The UK government is facing repeated calls for a toughening of banking regulations, despite Prime Minister David Cameron claiming to support a full investigation into the Libor scandal.

An independent review into the allegation is to be set up next week, and Mr Cameron said the government would ensure “the criminal law can go wherever it needs to”.

Business Secretary Vince Cable said yesterday that there was an “awful lot of cleaning up” to be done. “[The public] just can’t understand why people are thrown into jail for petty theft and these guys just walk away having perpetrated what looks like conspiracy,” he added.

Treasury sources said its review, to be headed by an as-yet undisclosed independent figure, would ensure a speedy response to the issue, resulting in amendments to the Financial Services Bill this summer. Ministers are considering setting up a separate review into the professional standards of bankers.

Labour leader Ed Miliband insisted the public would not accept anything less than a full-scale independent inquiry into banking culture and practices.

On Friday, the FSA revealed separately that Barclays, HSBC, RBS and Lloyds Banking Group had agreed to pay compensation to customers who were mis-sold interest-rate hedging products.

Some 28,000 of the products have been sold since 2001 and may have been offered as protection – or to act as a hedge – against a rise in interest rates without the customer fully grasping the downside risks.

Serious Fraud Office investigators are in talks with the regulator over the scandal.

Mr Miliband said the Prime Minister was “out of touch” and warned that voters would not accept “the establishment closing ranks”.

He called for an inquiry along the lines of Lord Justice Leveson’s into media ethics and practices.

“I have news for David Cameron: the people of this country want a moment of reckoning for our banks,” he told a Fabian Society conference in London.

“The British people will not tolerate the establishment closing ranks saying: ‘We don’t need an inquiry.’ They want a light shone into every dark corner of our banking system. They want bankers held to account. They want the system rebuilt.”

Research by the consumer watchdog Which? at the weekend also showed that four out of five people want individuals to be prosecuted when banks break the law. It also showed that two-thirds of people believe the government will not act in their best interests when implementing banking reform.

Only one in five thinks the FSA is effective in regulating UK banks. Which? is calling on the government to ensure criminal prosecutions can be brought against individuals – up to boardroom level – who have presided over corrupt practices. It also wants the process of separating retail banking from investment banking to be fast-tracked.

Which? chief executive Peter Vicary-Smith said: “Consumers are clearly fed up with one banking scandal after another.

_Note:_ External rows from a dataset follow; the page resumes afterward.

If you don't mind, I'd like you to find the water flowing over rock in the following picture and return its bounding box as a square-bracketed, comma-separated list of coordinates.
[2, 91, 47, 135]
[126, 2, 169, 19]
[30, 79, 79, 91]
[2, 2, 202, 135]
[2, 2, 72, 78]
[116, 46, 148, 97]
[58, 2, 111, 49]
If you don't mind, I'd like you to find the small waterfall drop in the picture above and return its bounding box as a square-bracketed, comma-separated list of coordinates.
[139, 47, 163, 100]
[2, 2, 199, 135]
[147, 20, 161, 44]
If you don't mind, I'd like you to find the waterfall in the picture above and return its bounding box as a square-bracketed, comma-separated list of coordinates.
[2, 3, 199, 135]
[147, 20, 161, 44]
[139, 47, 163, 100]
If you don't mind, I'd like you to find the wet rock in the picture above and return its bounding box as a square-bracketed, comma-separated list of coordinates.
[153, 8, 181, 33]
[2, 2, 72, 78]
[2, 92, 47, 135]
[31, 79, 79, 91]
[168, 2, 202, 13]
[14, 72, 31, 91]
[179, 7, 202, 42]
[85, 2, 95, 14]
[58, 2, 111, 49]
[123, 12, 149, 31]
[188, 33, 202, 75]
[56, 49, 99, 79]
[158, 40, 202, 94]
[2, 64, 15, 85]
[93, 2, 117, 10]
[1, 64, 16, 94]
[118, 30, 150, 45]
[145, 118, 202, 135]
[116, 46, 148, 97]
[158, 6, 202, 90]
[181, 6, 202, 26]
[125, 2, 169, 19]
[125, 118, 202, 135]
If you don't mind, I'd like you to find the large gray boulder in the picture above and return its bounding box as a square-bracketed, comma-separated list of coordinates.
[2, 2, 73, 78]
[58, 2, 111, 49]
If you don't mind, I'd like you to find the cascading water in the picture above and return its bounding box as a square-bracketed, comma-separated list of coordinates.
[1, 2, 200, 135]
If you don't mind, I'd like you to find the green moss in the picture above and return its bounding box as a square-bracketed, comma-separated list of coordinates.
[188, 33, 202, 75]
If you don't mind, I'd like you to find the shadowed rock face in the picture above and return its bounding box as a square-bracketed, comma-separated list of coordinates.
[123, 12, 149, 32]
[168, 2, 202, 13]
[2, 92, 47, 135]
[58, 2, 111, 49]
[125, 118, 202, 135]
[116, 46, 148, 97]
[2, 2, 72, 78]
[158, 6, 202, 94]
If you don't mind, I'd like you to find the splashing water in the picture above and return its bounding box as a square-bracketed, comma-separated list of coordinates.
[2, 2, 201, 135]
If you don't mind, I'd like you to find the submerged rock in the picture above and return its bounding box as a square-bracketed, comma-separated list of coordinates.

“Banks and bankers will continue to be seen as untouchable unless individuals are held to account and the culture of banking is changed for good.”

“The fines are not a deterrent. Last week Barclays was fined less than £60m in the UK, compared with £231m in the United States, and has paid out £2 billion in compensation and settlements in the last three years, but that seems to have little effect.

“The government needs to change the rules so that criminal prosecutions can be brought against individuals if banks have flouted the rules.”